Wer Dienstleistungen verkauft, sollte zudem möglichst eine Anzahlung verlangen oder auf Rechnung per Vorkasse bestehen. Ein Fotograf zum Beispiel, der für Hochzeitsfotos im nächsten Sommer gebucht wird, tut gut daran, vom Kunden eine Anzahlung einzufordern. Das Gleiche gilt für einen Restaurantbesitzer, der eine Reservierung für eine Hochzeit annimmt.

5. Rechnungsstellung leicht gemacht

Die Wahl der richtigen Software macht kleinen Unternehmen und Selbständigen das Leben leichter. Wenn die Rechnungsstellung einfach und schnell erledigt werden kann, bleibt mehr Zeit für wichtigere Dinge.  

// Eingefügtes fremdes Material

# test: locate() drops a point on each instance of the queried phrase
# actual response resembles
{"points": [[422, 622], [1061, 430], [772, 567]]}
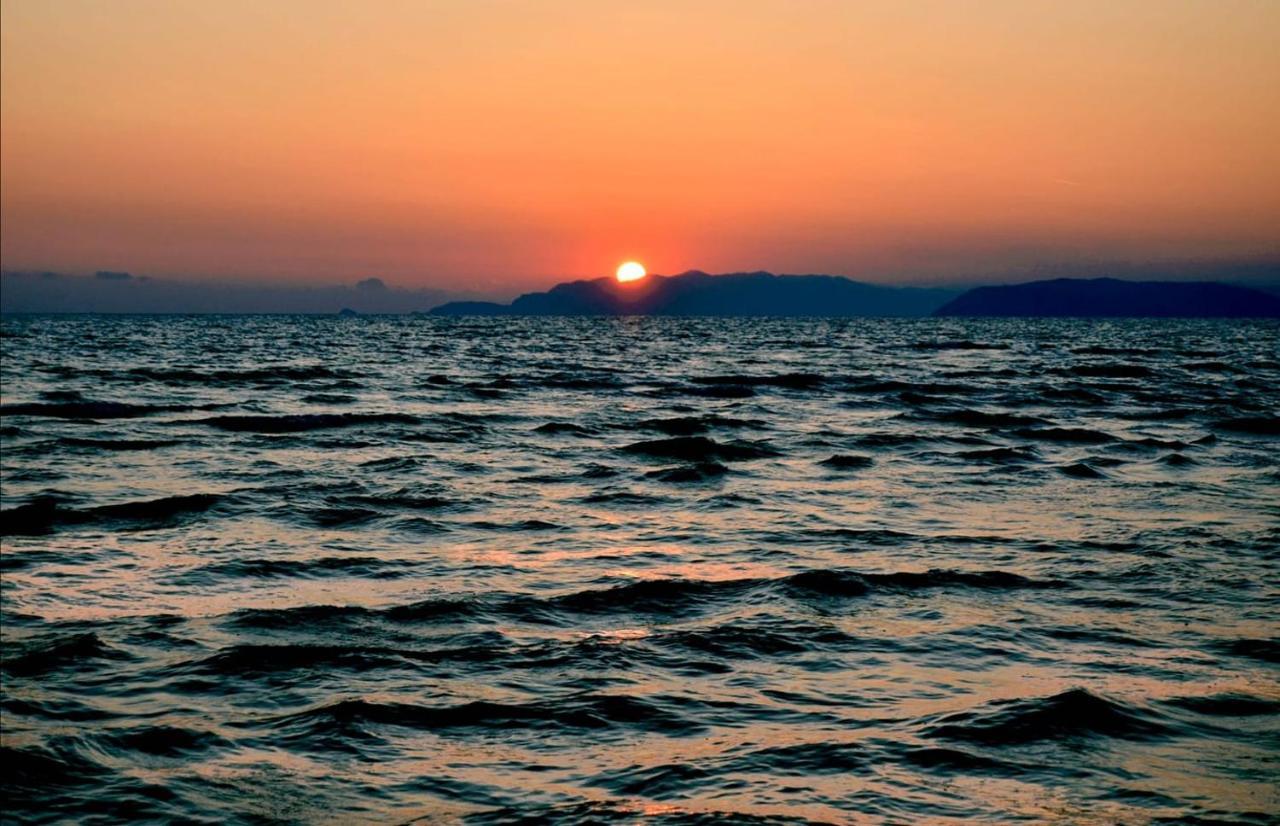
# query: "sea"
{"points": [[640, 570]]}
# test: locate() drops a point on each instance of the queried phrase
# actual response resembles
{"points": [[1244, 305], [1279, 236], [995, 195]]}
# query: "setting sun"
{"points": [[631, 270]]}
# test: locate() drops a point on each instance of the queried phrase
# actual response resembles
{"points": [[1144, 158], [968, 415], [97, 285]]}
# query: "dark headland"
{"points": [[768, 295], [731, 295], [1111, 297]]}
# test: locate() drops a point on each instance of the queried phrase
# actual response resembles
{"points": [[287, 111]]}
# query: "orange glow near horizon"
{"points": [[629, 272], [502, 147]]}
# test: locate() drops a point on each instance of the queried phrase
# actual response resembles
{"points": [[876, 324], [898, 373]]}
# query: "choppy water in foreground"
{"points": [[385, 569]]}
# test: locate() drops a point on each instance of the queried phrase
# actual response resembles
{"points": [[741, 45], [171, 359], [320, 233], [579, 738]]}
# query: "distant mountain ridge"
{"points": [[1111, 297], [728, 295]]}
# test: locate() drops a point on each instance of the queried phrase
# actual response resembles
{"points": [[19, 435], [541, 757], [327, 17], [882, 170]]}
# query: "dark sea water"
{"points": [[656, 570]]}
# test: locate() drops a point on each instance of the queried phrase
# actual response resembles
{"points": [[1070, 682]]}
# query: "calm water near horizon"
{"points": [[389, 569]]}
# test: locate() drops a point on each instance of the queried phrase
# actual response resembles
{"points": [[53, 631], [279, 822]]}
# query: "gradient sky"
{"points": [[508, 145]]}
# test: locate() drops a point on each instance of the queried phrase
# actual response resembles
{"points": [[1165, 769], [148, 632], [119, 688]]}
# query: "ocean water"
{"points": [[639, 570]]}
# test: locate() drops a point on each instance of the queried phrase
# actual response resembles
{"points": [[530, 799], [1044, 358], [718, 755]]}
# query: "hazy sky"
{"points": [[508, 145]]}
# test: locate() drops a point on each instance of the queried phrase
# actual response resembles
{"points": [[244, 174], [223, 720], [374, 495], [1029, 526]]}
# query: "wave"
{"points": [[1080, 470], [87, 410], [1110, 372], [695, 425], [280, 374], [1001, 455], [986, 419], [699, 471], [1077, 436], [1229, 704], [1070, 715], [848, 462], [45, 514], [699, 448], [956, 345], [590, 711], [41, 656], [118, 445], [370, 567], [1253, 425], [562, 428], [301, 423]]}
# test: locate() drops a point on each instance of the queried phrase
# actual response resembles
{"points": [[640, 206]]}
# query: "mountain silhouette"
{"points": [[700, 293], [1111, 297]]}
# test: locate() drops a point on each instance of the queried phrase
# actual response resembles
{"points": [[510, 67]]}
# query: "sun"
{"points": [[631, 270]]}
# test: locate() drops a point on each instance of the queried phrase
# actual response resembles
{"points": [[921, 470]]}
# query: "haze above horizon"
{"points": [[502, 147]]}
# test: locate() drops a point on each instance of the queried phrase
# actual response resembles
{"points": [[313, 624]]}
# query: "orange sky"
{"points": [[508, 145]]}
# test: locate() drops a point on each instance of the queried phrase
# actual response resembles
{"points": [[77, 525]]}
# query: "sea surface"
{"points": [[391, 569]]}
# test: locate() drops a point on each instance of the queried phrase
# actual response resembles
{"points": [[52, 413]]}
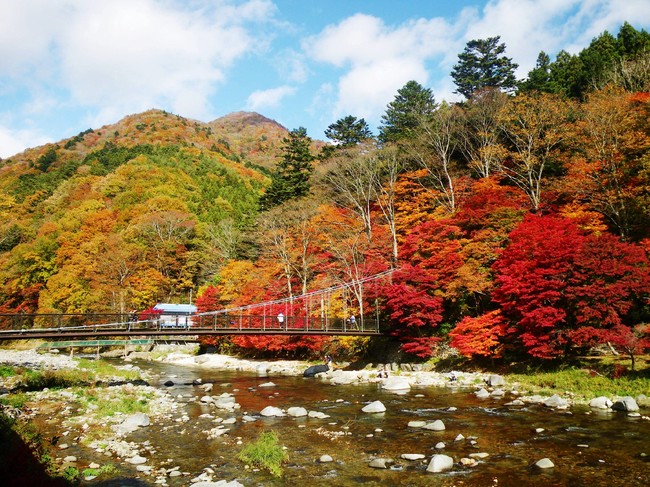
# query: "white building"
{"points": [[175, 315]]}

„Auch Kunden schätzen es sehr, wenn sie Rechnungen einfach bezahlen können“, sagt der Geschäftsführer von Zervant, Mattias Hansson. Eine reibungslose Rechnungsstellung bringt klare Vorteile für Unternehmer.

„Unsere Daten zeigen, dass Kunden eine Rechnung im Schnitt innerhalb von nur zwei Tagen begleichen, wenn sie dies online mit Kreditkarte machen können.“

Zervant bietet Hilfe beim Cashflow-Management durch eine Software, die es jedem Unternehmer möglich macht, seine geleistete Arbeitszeit online zu erfassen und in Rechnung zu stellen. Die Rechnung wird dem Kunden dann als E-Mail, E-Rechnung oder per Post zugestellt.

„Da der jeweilige Status einer Rechnung (fällig, überfällig oder bezahlt) auf einen Blick erkennbar ist, kann der Unternehmer potenzielle Cashflow-Engpässe bereits im Vorfeld erkennen und entsprechende Maßnahmen ergreifen“, sagt Hansson.